The United Nations Secretary-General Antonio Guterres, while speaking at the UN Conference seeking $6.6 million in order to meet Afghanistan’s most pressing needs, said that it was still too early to say that how much has been promised in response to the appeal.

He further added that Afghans, after decades of war and suffering, have been facing the collapse of an entire country, all at once.

The Secretary-General also informed that food could run out at the end of September 2021, and the World Food Programme (WFP) has already said that 14 million people were on the brink of starvation in the war-torn country.

Many speakers also said that with an abrupt stoppage of the billions of dollars of aid due to Western antipathy and the distrust towards the Islamist Taliban, donors had a moral obligation of helping Afghanistan and the people after a 20-year engagement. Countries such as Russia and China have already offered to help.

Human Rights concerns in Afghanistan

Amid the blame on the US and its allies for leaving the Afghans amid crisis, the chief of UN Human Rights Michelle Bachelet also highlighted the western misgivings.

Bachelet accused Taliban of breaking its recent promises by once again ordering women in the country to stay at home rather than working, keeping the teenage girls out of school and persecuting the former opponents.

US and allies have greater obligation to help Afghanistan: China and Russia

Both China and Russia have maintained that the main burden of helping the war-torn country should lie with the Western Countries.

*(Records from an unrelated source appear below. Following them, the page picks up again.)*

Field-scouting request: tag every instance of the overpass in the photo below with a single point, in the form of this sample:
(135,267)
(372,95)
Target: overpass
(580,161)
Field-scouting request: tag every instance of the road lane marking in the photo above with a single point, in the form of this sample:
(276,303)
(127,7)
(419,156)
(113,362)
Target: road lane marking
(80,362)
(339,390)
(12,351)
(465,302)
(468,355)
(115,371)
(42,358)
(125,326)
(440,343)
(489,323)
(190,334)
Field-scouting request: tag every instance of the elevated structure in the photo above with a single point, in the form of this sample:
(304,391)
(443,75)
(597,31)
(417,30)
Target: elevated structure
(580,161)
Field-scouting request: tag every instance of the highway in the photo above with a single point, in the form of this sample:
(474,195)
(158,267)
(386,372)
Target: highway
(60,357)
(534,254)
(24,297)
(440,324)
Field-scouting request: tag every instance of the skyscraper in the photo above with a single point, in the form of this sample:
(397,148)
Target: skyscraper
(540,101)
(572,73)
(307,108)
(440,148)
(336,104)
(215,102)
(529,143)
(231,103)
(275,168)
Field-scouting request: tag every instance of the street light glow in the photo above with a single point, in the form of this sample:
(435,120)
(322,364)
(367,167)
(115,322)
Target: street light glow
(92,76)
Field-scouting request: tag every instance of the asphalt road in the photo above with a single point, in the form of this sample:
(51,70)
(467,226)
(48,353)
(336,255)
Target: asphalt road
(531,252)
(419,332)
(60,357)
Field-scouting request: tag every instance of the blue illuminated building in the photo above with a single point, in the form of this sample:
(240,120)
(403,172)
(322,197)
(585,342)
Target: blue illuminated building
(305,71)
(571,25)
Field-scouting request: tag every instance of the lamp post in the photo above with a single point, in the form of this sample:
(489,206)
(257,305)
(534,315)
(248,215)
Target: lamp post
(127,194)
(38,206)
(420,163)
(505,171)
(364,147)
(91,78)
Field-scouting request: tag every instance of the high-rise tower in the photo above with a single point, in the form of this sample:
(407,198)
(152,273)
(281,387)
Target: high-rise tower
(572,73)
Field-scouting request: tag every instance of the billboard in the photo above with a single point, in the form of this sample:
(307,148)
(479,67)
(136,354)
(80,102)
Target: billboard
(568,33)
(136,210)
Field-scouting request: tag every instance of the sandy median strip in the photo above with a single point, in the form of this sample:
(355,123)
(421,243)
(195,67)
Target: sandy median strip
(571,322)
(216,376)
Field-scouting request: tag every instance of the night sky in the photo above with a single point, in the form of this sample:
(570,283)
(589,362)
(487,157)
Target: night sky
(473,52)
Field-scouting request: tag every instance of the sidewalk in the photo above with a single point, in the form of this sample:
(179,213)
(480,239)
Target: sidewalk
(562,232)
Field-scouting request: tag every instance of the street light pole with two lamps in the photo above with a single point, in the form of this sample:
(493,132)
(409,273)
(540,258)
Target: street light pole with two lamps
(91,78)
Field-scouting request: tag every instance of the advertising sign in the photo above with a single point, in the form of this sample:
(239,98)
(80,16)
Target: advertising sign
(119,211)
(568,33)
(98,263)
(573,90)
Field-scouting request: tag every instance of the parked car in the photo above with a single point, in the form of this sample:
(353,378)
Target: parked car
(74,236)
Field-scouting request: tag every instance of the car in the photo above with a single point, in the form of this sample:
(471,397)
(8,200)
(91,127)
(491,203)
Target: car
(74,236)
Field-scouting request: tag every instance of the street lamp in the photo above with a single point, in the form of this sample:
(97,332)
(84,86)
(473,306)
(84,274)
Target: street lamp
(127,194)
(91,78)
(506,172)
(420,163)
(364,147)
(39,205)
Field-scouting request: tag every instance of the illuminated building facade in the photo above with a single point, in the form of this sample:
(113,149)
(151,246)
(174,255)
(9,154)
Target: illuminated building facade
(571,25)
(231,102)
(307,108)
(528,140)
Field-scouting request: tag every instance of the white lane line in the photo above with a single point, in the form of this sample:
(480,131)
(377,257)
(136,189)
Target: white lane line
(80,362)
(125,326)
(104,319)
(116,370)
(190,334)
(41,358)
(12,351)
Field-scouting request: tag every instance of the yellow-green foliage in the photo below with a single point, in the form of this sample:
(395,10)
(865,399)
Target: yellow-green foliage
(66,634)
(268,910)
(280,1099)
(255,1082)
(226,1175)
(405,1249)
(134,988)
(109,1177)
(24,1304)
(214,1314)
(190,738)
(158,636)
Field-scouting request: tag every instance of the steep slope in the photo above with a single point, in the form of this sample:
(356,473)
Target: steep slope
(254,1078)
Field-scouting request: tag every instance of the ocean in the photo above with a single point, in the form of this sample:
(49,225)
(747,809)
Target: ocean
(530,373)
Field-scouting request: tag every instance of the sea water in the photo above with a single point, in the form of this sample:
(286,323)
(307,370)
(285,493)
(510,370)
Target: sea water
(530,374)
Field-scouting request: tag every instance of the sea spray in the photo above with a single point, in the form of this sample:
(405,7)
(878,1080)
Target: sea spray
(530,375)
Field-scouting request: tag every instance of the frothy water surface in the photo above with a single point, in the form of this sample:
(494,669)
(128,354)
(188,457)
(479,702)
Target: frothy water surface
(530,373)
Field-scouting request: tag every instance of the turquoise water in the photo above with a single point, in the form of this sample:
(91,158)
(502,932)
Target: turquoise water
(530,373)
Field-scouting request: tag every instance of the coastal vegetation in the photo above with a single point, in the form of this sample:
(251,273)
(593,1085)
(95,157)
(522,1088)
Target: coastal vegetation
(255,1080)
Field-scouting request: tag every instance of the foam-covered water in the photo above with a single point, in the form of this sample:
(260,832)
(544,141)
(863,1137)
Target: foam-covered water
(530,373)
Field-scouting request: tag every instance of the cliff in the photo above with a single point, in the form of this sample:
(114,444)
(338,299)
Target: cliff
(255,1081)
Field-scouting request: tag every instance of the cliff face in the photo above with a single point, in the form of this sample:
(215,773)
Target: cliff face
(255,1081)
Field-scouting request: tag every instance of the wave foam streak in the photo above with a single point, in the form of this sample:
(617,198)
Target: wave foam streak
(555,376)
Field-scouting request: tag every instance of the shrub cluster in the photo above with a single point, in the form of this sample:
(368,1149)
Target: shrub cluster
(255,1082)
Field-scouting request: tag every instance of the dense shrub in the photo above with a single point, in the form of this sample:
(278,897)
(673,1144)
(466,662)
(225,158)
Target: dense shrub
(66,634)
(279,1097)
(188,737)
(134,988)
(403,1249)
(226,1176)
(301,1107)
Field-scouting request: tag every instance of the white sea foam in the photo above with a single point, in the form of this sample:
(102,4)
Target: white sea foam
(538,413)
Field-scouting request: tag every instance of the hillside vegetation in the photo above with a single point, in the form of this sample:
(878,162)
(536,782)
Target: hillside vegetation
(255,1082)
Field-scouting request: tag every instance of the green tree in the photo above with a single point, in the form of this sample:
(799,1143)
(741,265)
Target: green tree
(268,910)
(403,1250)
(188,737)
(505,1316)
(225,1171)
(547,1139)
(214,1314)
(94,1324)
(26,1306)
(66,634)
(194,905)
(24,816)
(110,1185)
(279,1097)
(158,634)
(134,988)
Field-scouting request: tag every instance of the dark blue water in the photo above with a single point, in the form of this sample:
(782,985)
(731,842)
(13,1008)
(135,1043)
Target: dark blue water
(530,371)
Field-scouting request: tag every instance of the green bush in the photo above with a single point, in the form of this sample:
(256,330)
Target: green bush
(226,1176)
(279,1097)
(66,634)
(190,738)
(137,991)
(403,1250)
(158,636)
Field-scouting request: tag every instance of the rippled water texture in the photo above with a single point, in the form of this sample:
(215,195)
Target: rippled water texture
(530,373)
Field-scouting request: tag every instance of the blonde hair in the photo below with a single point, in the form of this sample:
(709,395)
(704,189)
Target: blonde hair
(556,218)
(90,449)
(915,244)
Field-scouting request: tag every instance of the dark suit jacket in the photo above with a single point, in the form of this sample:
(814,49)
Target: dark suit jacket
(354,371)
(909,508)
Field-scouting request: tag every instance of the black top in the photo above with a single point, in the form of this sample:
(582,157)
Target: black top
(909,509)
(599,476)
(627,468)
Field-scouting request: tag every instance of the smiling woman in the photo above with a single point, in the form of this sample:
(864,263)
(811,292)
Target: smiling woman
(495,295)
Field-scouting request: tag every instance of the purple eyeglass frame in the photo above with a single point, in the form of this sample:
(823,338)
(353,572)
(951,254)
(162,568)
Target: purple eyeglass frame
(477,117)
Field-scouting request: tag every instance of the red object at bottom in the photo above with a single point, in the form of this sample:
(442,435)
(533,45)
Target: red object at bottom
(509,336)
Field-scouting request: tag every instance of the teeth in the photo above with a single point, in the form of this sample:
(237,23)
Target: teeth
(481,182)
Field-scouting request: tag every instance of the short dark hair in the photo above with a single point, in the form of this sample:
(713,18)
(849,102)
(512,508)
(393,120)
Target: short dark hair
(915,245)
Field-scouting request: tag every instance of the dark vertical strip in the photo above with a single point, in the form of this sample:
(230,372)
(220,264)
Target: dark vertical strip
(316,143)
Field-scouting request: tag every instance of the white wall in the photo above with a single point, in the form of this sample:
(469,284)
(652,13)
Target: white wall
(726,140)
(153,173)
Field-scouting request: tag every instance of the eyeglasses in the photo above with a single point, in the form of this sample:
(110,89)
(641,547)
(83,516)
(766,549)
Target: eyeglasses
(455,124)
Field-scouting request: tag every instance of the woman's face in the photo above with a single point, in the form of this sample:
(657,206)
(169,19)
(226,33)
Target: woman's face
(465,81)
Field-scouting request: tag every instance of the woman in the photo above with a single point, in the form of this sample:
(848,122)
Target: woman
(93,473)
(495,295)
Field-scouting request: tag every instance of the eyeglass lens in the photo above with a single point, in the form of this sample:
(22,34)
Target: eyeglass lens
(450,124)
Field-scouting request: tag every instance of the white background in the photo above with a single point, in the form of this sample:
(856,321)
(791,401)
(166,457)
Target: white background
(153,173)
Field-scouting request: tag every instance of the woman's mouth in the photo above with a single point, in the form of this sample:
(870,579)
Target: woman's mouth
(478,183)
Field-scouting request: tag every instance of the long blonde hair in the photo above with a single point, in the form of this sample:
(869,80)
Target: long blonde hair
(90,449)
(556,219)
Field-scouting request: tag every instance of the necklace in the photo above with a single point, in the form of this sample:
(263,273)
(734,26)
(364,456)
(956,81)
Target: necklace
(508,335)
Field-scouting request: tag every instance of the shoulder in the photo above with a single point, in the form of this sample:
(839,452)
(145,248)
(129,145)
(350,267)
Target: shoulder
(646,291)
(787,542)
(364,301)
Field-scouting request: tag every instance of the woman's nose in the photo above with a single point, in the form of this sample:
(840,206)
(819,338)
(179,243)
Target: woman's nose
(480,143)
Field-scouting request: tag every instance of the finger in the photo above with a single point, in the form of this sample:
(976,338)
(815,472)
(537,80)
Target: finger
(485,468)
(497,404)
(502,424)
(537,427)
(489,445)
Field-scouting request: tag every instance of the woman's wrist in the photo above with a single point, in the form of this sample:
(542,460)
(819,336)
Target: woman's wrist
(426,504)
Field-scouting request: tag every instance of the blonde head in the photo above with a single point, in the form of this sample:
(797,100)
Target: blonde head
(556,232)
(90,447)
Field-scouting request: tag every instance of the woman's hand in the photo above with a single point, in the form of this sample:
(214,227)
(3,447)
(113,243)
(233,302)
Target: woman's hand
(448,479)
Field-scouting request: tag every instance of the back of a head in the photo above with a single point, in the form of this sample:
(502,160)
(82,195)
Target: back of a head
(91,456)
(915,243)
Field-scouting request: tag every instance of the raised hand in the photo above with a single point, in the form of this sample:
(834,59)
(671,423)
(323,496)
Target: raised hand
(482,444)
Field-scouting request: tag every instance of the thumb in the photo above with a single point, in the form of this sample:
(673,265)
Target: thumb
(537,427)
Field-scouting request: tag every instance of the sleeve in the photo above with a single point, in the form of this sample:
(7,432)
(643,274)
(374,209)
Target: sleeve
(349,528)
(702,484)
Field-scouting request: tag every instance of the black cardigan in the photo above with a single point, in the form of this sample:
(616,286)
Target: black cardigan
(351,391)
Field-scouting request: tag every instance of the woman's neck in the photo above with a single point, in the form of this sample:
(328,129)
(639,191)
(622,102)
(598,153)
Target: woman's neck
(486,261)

China’s ambassador to the UN said that the US and its allies have greater obligation of extending humanitarian, economic and livelihood assistance.

The Foreign Minister of Pakistan, Shah Mehmood Qureshi said that past mistakes must not be repeated and that the people in Afghanistan must not be abandoned. Pakistan also shares close relations with Taliban and will most likely face the brunt of refugees from Afghanistan in large numbers.

Assistance to Afghanistan:

In new humanitarian assistance at the UN conference to Afghanistan, the United States has pledged $64 million, while Norway has pledged an extra $11.5 million.

Last week, China had promised $31 million worth of food and health supplies, and again on September 10, the country had announced that it will send the first batch of 3 million COVID-19 vaccines.

Pakistan has also sent food and medicine and has also called for Afghan assets that are frozen abroad to be released.

Iran also informed that it had dispatched an air cargo of aid.

Starvation in Afghanistan

Even before Taliban took control of Afghanistan in August 2021, half of the population, or around 18 million people, depended on aid. That is now set to increase because of the drought and the shortages.

Around $200 million of the new money through the United Nations has been earmarked for the UN World Food Programme, which has found that 93% of 1,600 Afghans that it surveyed in August and September have not been getting enough of food.

The Executive Director of the World Food Programme informed that 40% of the country’s wheat crop had been lost and that the price of cooking oil has doubled. People have no way of getting money.

Beasely added that 14 million people, one out of three, have been marching on the brink of starvation and they don’t know where their next meal is.

Health facilities at risk in Afghanistan

After the donors backed out from Afghanistan, the health facilities in the country have also been at the risk as per the World Health Organization.

The Head of the International Organisation for Migration, Antonio Vitorino said that the medical system in Afghanistan has been on the verge of collapse, while the Director-General of the World Health Organisation said that the gains were made towards eradicating polio and vaccinating against COVID-19 can unravel.

Background:

As Taliban took control over Afghanistan, the past scenario where the militant organization had ruled the country as per their strict interpretation of Islamic law from 1996 to 2001, has again become the issue of international concern.

At the time, Taliban was toppled in an invasion led by the US which had accused them of sheltering the militants who were behind the attacks of 9/11 in the US.

However, Taliban again swept back to power after the US-led NATO troops withdrew from the country after the period of 20 years.